Link: https://dannyman.toldme.com/2011/10/31/fizzbuzz/

I was enjoying Patrick Kalzumeus’ career advice to computer programmers, which in turn linked to an article that states that only 1:200 applicants for computer programming jobs can write a simple FizzBuzz program. FizzBuzz must be something tricky like MapReduce! Not quite:

Write a program that prints the numbers from 1 to 100. But for multiples of three print “Fizz” instead of the number and for the multiples of five print “Buzz”. For numbers which are multiples of both three and five print “FizzBuzz”.

Most good programmers should be able to write out on paper a program which does this in under a couple of minutes. Want to know something scary? The majority of comp sci graduates can’t. I’ve also seen self-proclaimed senior programmers take more than 10-15 minutes to write a solution.

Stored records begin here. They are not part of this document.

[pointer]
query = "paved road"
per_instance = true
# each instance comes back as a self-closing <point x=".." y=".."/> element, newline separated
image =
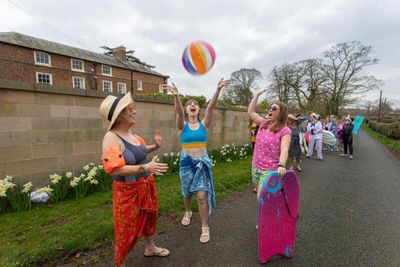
<point x="349" y="216"/>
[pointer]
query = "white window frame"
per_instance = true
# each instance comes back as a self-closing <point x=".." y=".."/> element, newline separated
<point x="110" y="86"/>
<point x="124" y="88"/>
<point x="41" y="63"/>
<point x="106" y="74"/>
<point x="140" y="88"/>
<point x="72" y="65"/>
<point x="83" y="82"/>
<point x="42" y="73"/>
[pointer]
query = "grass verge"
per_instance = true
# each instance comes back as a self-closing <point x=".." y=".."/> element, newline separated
<point x="52" y="233"/>
<point x="391" y="144"/>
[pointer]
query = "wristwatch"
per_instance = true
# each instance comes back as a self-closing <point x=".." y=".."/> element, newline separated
<point x="142" y="169"/>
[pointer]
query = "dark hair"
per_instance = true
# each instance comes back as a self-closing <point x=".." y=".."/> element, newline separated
<point x="187" y="104"/>
<point x="281" y="122"/>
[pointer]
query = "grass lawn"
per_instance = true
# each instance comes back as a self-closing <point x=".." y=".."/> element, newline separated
<point x="391" y="144"/>
<point x="49" y="233"/>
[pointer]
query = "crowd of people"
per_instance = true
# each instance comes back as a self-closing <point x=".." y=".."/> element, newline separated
<point x="307" y="136"/>
<point x="275" y="138"/>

Huh? I remember when a CTO explained that a SysAdmin should have at least mediocre programming skills. So, I have always aspired to have at least mediocre programming skills. (More important, SysAdmins are extremely well-served when they can write programs to make their work easier!)

I haven’t written C code in a long while, but I fired up vim and had this compiled and running in a few minutes:

#include <stdio .h>
 
void main() {
    int i, fb;
    for( i = 1; i < = 100; i++ ) {
        fb = 0;
        if( i % 3 == 0 ) { printf("Fizz"); fb++; }
        if( i % 5 == 0 ) { printf("Buzz"); fb++; }
        if( fb == 0 ) { printf("%d", i); }
        printf("\n");
    }
}

I recall at least one interview with Google and probably other companies where I have done something like this on a white board, with the interviewer challenging me with compiler-like errors to help me repair syntax errors.

Patrick’s point is that when you work with excellent people, you see your skills in that context, and will tend to be unduly modest. But when you step back a bit and look at your skills in the context of the industry as a whole, you may well be among the best on the market.

Here in the Silicon Valley, there are plenty of tech jobs, but there is also plenty of competition, which means that the folks you come to associate with will tend to be toward the top of their field.

Patrick’s further point would be that you need to take your skills, and develop the capacity to convey the value that those skills can bring to an organization.